Upstairs, she sinks into an armchair with a sigh, watching as Will peels off his leathers and shakes his folded suit jacket out of its creases.

“Let’s get takeaway,” she says, ignoring the brief twinge provoked by the thought of the cost. “I can’t face cooking.”

“Bad day?” Will asks, looking up, and Hannah nods, and then regrets doing so. She doesn’t want to talk about it, but now she’ll have to. She’s always going on at Will for buttoning things up; she can’t very well do the same. Plus she has to tell him about the midwife appointment. It’s his baby—it wouldn’t be fair to keep that stuff from him.

“I had high blood pressure at the midwife appointment,” she says at last. “My own fault. I ran there.”

“Okay…” Will says slowly. He sits down on the arm of the sofa next to her, his face puzzled. “Is that a big deal?”

“It can be, apparently. It can be a sign of this thing called pre-eclampsia, which is pretty serious, though they don’t seem to think it’s that. But they want me to come back next week for another check.”

“Next week?” Will’s face doesn’t betray much emotion, but Hannah knows him well enough to read the flicker of alarm beneath the surface. “Well, that’s annoying for you. Seems pretty stupid they didn’t just wait for it to go down and try again.”

“They did,” Hannah says reluctantly. “But it was still high. I think I’m just stressed—oh God, I don’t know. She told me to go home and relax, so that’s what I’m doing.”

“Stressed?” Will says. He has picked up on the word immediately, and Hannah wants to kick herself. “Stressed about what? Is this still about Neville?”

Hannah says nothing.

“Han, love, we’ve discussed this. It’s over. Neville is gone. It’s time to move on.”

It isn’t over, Hannah wants to say through gritted teeth, if I made a mistake. It isn’t over if Geraint Williams is correct and my evidence left the wrong person to rot in jail. If all that’s true, it’s very, very far from over. But she doesn’t say that. She can’t. She can’t bring herself to say those words aloud, to make the possibility real.

“I really need a cup of tea,” she says at last, and Will nods, jumping up, glad to have something to do, a way to be a good husband in all of this.

As the sounds of the kettle boiling and Will moving cups and containers in the kitchen filter down the corridor, it comes to her like a reluctant realization—she has to tell him the truth about the encounter in the bookshop. Anything else would be a betrayal. It’s just a question of how.

“Will,” she says at last, when they’re both settled, him on the sofa with the takeaway menus, her curled up beneath a fluffy blanket with a mug of peppermint tea warming both hands.

He looks up.

“Yes? I was thinking pizza—what do you reckon?”

“Pizza’s fine, but listen, there was something else. Something happened today.”

“At the clinic?”

“No, at work. This—this guy came into the shop. The journalist I told you about, the one who emailed—”
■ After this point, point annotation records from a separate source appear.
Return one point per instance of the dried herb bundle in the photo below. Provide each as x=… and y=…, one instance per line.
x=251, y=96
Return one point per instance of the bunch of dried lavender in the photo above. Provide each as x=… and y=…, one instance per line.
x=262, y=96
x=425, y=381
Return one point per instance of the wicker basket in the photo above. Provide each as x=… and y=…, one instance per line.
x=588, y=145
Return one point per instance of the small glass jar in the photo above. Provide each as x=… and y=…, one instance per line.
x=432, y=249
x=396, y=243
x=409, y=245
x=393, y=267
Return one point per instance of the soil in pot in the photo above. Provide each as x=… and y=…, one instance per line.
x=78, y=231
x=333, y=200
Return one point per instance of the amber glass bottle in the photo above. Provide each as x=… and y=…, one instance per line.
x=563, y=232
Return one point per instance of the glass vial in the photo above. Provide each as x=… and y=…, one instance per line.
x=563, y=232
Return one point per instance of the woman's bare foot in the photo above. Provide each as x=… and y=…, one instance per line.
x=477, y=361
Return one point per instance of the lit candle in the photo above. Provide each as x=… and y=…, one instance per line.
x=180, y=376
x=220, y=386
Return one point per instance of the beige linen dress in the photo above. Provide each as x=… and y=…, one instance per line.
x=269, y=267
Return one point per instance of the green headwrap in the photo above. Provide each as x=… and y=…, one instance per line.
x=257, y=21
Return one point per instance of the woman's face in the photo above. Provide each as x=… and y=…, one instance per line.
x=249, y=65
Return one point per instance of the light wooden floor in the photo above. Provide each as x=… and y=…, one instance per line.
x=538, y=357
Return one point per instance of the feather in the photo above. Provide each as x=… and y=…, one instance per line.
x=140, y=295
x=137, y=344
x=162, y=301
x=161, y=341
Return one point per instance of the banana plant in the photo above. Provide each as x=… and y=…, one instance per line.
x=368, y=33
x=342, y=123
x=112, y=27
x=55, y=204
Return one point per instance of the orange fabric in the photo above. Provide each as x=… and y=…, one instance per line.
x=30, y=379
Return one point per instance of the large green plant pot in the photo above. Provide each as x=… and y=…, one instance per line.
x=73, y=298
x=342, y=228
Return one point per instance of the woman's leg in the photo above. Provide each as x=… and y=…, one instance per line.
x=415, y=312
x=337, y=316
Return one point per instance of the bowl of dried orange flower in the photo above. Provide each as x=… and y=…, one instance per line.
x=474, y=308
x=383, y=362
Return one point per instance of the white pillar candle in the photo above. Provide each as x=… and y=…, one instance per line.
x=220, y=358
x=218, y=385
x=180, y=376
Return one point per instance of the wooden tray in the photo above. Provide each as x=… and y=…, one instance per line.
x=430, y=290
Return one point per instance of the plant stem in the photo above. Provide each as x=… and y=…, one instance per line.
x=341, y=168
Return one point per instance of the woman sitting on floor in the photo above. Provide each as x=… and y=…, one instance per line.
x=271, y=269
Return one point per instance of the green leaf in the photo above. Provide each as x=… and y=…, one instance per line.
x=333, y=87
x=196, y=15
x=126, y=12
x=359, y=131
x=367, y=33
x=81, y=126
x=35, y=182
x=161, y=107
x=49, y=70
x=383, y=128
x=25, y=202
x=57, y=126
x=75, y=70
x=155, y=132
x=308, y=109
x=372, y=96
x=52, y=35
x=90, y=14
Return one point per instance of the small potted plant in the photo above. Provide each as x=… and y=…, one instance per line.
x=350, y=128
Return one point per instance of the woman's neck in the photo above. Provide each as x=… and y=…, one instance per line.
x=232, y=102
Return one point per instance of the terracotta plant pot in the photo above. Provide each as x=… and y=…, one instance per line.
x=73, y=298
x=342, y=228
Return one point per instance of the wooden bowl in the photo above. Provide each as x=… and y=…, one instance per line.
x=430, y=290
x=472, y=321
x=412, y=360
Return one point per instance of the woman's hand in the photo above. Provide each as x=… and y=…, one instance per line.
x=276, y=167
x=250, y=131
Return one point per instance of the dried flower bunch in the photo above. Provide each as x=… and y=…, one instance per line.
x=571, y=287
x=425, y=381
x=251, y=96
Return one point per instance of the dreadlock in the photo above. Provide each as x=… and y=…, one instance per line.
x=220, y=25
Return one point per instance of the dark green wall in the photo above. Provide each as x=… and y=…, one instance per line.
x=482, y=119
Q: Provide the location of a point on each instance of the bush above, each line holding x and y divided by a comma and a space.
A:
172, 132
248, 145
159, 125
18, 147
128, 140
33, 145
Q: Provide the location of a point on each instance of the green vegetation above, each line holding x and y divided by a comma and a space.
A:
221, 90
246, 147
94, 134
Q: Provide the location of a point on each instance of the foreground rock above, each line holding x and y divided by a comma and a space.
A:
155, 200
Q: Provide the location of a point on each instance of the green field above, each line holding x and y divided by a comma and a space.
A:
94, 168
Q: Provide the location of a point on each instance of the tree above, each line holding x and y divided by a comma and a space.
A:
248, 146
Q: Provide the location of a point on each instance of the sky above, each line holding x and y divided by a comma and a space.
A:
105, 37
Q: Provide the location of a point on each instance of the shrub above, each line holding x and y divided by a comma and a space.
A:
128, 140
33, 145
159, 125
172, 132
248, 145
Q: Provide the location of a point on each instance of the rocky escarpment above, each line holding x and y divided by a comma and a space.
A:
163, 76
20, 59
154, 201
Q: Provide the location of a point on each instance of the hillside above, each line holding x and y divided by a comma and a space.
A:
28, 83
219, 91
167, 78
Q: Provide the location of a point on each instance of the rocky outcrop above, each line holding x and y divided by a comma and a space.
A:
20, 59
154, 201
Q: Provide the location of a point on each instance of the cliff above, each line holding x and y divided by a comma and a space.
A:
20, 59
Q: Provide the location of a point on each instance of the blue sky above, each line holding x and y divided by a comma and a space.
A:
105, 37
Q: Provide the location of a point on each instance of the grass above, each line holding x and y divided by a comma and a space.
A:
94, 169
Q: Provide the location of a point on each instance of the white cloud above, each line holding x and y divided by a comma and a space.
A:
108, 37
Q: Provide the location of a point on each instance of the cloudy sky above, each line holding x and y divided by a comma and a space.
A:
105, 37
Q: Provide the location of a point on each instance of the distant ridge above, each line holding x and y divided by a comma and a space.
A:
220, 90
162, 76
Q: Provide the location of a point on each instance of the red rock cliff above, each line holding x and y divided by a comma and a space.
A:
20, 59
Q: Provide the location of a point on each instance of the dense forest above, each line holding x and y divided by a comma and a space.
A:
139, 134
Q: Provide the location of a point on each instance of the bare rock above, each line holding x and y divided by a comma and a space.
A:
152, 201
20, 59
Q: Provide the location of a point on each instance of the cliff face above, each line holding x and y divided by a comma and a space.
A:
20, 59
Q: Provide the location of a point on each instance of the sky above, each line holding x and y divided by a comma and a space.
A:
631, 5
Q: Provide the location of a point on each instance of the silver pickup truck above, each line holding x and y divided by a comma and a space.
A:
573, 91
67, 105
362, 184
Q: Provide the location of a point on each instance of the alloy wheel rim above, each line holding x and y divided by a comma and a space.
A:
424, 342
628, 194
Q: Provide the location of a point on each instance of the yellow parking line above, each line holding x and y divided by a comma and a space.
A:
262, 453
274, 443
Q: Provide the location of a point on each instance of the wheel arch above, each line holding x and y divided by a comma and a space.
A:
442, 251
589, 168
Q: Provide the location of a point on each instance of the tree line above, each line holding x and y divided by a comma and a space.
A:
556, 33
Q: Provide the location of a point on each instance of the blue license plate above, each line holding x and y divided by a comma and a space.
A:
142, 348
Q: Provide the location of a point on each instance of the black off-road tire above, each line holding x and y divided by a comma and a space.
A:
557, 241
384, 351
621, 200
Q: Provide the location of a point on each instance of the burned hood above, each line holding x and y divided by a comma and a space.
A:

“He came into the shop?” Will puts down the menus and turns to face her. His expression takes her aback—this is exactly why she didn’t want to tell him, out of a fear that he would overreact. But his face has a fury in it that’s even more out of proportion than she was expecting. Will knows what she’s been through with the press over the years; he’s watched her change her number and her appearance and even her name. He gets angry on her behalf, angry enough to swear at reporters who call the house, even threaten them sometimes, but that doesn’t begin to touch what she sees in his reaction now.